在我們這個世紀，API 的使用非常普遍。我們作為手機程式開發者，已經習慣對 JSON 資料進行編碼和解碼，來在伺服器運行我們的 App。遺憾的是，不是所有網站/Service 都提供 API。有時候，我們需要讀取網站資料才能獲得需要的內容，我們稱這個步驟為資料抓取 (Data Scraping)。這個步驟包括過濾 CSS 選擇器，以獲取頁面上的資料。那我們如何在 SwiftUI App 中獲取資料呢？

程式庫

為此，我們需要一個能夠正確解析和讀取 HTML body 的工具。在這篇文章的範例中，我會使用 SwiftSoup 這個 100% Swift 的程式庫。我們可以將其添加為 CocoaPods pod 或 Swift Package。

專案

在今天的範例中，我希望構建一個簡單的 Blog Reader app，來解析 swiftbysundell.com 上的文章。讓我們右擊查看這個網頁的程式碼，研究一下它的 HTML scheme 吧。

<html>
   <body>
      <ul class="item-list">
         <li>
            <article class="special">
               <h1><a href="/special/five-years" aria-label="Swift by Sundell turns five years old today! Here’s what’s next for the website and the podcast">Swift by Sundell turns five years old today! Here’s what’s next for the website and the podcast</a></h1>
               <div class="metadata date-only"><span class="date">Published on 05 May 2022</span></div>
               <a href="/special/five-years" aria-label="Swift by Sundell turns five years old today!

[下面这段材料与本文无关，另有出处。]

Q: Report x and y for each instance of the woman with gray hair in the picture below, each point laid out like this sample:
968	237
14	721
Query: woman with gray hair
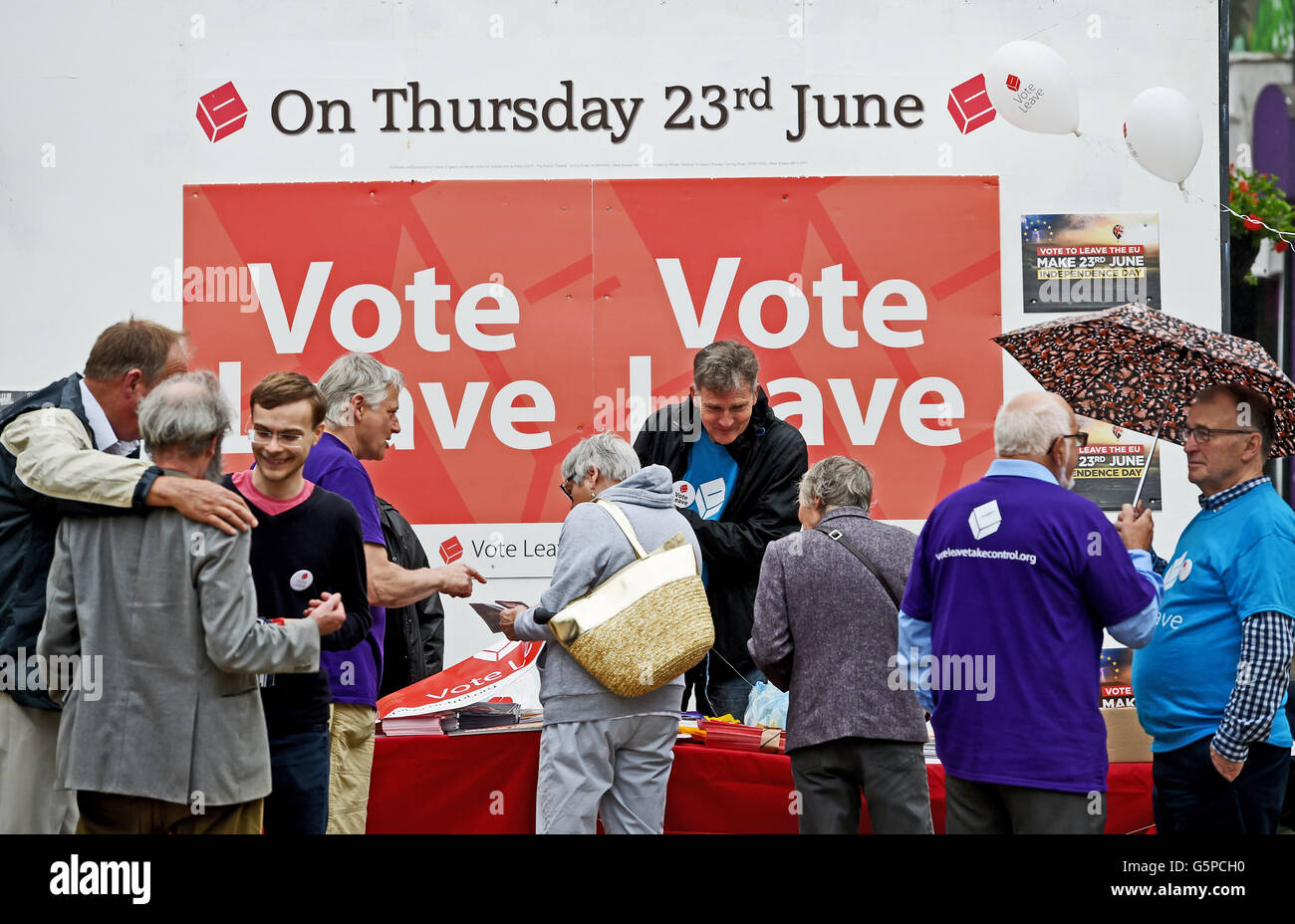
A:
603	754
827	626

Here’s what’s next for the website and the podcast">
                  <p>Celebrating the fifth birthday of this website, while also sharing some important announcements about its future.</p>
               </a>
            </article>
         </li>
         <li>
            <article class="article">
               <h1><a href="/articles/type-placeholders-in-swift" aria-label="Type placeholders in Swift">Type placeholders in Swift</a></h1>
               <div class="metadata">
                  <ul class="tags">
                     <li class="variant-c"><a href="/tags/language-features">language features</a></li>
                     <li class="variant-b"><a href="/tags/generics">generics</a></li>
                  </ul>
                  <span class="date">Published on 14 Apr 2022</span>
               </div>
               <a href="/articles/type-placeholders-in-swift" aria-label="Type placeholders in Swift">
                  <p>New in Swift 5.6: We can now use type placeholders to select what generic types that we want the compiler to infer. Let’s take a look at how those placeholders work, and what kinds of situations that they could be really useful in.</p>
               </a>
            </article>
         </li>
   </body>
</html>

在以上程式碼中，我們留意到所有文章都在 <ul class=”item-list> 中，而它們全都有 <article> 的 body。在每一篇文章中，我們都有一個 <H1> 為標題、一個在 <span class=”date”> 中的日期、和一個帶有 <a href=””> 的文章 URL。我們需要抓取這些資料來創建文章模型。

建立 App 的結構

首先，讓我們來建立一個簡單的結構，來保存我們的資料。我會把它定義為 identifiable 和 hashable，讓它可以與 SwiftUI 的 List 和 ForEach 視圖一起使用。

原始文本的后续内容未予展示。